“That’s so,” said Moran. “As soon as we’ve got sail on her, we’ll pull back and look.”
Jimmy protested. They were tired and hungry, and it would be a hard row to the beach against the rising breeze, but Moran laughed, and Bethune told him to sit still when he would have gone up to help them. He lighted the stove, and when they called him the reefed mainsail was banging overhead, and Bethune was in the dory, while Moran, kneeling under the jib, freed a coil of chain from the fluke of the anchor.
“I guess that’s what made the trouble,” he said. “We won’t be long, and when you have made two or three tacks you can show a light.”

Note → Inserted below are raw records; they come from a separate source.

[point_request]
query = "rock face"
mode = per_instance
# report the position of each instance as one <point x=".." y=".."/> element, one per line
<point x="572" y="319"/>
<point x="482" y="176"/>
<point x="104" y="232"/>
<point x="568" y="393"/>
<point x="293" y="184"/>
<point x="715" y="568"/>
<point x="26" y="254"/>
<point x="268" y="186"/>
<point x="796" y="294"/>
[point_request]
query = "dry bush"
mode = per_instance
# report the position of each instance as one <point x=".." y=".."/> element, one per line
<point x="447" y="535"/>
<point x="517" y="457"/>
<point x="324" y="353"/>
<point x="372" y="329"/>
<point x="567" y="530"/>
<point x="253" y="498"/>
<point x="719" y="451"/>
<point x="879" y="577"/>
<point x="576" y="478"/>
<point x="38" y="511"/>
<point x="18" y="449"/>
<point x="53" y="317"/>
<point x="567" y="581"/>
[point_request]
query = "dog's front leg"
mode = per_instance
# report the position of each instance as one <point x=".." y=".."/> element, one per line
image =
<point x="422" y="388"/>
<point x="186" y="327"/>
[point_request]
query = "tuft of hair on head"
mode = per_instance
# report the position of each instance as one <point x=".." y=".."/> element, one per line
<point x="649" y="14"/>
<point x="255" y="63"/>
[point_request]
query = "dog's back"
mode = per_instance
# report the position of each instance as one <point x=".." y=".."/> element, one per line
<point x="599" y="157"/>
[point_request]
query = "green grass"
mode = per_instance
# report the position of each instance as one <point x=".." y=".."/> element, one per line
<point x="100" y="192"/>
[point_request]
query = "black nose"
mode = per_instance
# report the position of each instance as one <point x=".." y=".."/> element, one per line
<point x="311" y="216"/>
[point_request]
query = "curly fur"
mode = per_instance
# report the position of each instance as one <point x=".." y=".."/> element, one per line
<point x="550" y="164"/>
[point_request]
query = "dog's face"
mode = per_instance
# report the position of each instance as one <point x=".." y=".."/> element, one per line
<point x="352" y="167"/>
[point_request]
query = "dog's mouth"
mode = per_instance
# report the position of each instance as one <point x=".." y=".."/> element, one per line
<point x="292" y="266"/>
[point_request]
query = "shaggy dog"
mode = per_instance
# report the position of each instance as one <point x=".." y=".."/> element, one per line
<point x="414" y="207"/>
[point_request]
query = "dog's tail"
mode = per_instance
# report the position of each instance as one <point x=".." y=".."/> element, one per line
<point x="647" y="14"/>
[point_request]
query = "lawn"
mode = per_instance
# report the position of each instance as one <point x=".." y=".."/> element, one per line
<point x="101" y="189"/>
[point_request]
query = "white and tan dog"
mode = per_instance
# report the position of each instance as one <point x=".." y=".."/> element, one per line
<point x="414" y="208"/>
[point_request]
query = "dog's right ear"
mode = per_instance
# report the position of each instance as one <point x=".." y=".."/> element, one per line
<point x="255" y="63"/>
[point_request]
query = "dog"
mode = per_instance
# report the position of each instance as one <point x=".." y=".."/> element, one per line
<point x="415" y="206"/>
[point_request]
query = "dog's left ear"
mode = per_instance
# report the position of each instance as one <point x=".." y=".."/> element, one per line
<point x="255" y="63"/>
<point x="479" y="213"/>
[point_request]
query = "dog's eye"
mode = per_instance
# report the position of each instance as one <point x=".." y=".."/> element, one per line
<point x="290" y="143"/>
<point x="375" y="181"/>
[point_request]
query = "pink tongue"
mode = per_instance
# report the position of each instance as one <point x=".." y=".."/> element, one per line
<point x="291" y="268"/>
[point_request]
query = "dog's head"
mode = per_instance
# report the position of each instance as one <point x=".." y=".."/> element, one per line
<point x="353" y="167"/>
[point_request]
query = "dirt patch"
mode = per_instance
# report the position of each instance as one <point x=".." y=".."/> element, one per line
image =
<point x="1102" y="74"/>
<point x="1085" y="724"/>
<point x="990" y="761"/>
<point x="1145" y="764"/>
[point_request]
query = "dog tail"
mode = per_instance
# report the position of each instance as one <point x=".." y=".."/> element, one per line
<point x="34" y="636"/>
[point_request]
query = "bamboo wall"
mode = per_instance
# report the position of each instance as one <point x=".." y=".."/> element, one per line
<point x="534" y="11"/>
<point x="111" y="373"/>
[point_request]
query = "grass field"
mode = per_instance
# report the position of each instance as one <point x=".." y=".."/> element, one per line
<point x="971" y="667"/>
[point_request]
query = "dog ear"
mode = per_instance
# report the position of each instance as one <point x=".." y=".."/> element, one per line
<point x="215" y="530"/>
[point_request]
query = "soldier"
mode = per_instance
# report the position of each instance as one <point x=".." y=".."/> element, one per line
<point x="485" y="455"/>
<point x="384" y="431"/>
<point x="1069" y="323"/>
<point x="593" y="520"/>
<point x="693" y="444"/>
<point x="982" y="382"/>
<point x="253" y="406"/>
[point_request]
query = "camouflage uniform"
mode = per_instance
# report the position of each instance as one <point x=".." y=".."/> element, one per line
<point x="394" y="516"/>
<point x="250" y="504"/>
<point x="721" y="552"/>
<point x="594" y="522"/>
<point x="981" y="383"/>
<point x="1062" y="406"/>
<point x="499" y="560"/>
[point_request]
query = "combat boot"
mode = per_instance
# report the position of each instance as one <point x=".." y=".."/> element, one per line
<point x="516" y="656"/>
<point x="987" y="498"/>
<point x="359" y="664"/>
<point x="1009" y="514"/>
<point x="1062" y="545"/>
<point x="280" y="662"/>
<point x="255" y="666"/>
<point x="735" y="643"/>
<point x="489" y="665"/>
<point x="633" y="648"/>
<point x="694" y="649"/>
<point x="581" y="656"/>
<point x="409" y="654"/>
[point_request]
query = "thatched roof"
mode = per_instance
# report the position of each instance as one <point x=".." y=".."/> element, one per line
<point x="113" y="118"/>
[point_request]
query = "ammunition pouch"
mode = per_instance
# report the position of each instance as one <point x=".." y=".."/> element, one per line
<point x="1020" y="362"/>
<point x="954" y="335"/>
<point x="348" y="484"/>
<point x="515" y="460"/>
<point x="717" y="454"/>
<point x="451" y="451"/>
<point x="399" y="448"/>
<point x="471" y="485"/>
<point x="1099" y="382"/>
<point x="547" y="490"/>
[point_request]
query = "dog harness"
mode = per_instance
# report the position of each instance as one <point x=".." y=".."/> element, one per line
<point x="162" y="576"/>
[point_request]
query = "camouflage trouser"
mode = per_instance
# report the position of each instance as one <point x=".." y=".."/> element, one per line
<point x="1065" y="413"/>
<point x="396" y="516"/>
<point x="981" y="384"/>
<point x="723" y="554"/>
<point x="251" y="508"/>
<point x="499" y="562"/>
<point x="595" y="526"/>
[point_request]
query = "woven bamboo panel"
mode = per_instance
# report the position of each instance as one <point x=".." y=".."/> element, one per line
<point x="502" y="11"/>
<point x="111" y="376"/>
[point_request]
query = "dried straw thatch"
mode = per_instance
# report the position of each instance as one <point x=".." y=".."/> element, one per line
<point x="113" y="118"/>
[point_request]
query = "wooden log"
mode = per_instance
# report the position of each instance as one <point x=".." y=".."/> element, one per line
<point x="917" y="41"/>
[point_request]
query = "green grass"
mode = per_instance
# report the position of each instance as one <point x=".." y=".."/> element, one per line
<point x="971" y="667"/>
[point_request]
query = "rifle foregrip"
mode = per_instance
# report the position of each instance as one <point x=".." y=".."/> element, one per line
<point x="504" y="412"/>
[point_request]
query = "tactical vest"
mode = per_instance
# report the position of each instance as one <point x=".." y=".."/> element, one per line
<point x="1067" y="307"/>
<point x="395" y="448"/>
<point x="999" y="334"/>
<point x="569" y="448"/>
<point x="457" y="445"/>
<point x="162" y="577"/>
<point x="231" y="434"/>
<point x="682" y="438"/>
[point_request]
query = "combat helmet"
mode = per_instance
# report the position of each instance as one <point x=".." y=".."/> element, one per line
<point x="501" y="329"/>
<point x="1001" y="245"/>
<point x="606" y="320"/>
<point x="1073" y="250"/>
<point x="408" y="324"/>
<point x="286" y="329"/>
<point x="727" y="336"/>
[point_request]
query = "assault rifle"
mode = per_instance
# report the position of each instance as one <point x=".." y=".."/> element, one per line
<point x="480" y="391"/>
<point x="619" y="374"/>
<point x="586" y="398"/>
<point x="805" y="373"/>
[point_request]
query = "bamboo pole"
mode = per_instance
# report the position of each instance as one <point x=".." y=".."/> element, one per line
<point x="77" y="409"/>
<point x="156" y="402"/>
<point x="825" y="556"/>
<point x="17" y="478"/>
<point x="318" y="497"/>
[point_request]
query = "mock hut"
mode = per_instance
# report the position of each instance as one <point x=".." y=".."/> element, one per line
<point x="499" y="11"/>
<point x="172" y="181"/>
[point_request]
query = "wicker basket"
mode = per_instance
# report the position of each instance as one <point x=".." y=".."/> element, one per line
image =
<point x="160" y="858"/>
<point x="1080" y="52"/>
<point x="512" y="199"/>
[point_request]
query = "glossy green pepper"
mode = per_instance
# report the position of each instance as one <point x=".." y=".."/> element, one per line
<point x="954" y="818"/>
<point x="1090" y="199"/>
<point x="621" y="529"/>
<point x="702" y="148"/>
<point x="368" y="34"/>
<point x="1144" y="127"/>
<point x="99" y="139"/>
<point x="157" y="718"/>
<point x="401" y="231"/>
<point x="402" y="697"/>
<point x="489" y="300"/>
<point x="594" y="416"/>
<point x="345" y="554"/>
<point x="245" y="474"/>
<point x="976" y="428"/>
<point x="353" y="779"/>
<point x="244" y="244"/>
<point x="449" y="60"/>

He jumped into the dory, and it disappeared into the dark, while Jimmy drove the sloop ahead, close-hauled, until he dimly made out the boulders on a point. Then he came round and stretched along-shore on the other tack, until he left the helm for a few moments and lighted a lantern. Soon after he had done so he heard a shout and when he hove the boat to there was a splash of oars. Then the dory emerged from the gloom and Moran, seizing the rail, threw a jacket and pair of long boots on deck.
“Got them all right. They were a fathom from the tide; the beach is pretty steep.”
“I must have had the sense to throw them well back, though I can’t remember it,” Jimmy answered with a laugh.
“We’re going to have a better supper than I thought we would get not long ago,” Bethune remarked as he lifted the dory in; and Jimmy gave the helm to Moran and went below to help in preparing the meal.
CHAPTER XXVIII—A TRUCE
When Jimmy sighted the island where the wreck lay, there was a ghostly white glimmer among the mist that hung heavily along the shore. Most of the land was hidden, but the bank of vapor had a solidity and sharpness of outline that indicated the existence of something behind it. The wind was light, but it freshened as they crept on under easy sail, and the fog rolling back from the water revealed a broad and roughly level streak that glittered in the morning light. Nearer at hand two tall detached masses shone a cold gray-white on a strip of indigo sea. Then the vapor dropped again like a curtain as the breeze died away.
“Ice!” commented Moran. “Guess we’ve got here too soon.”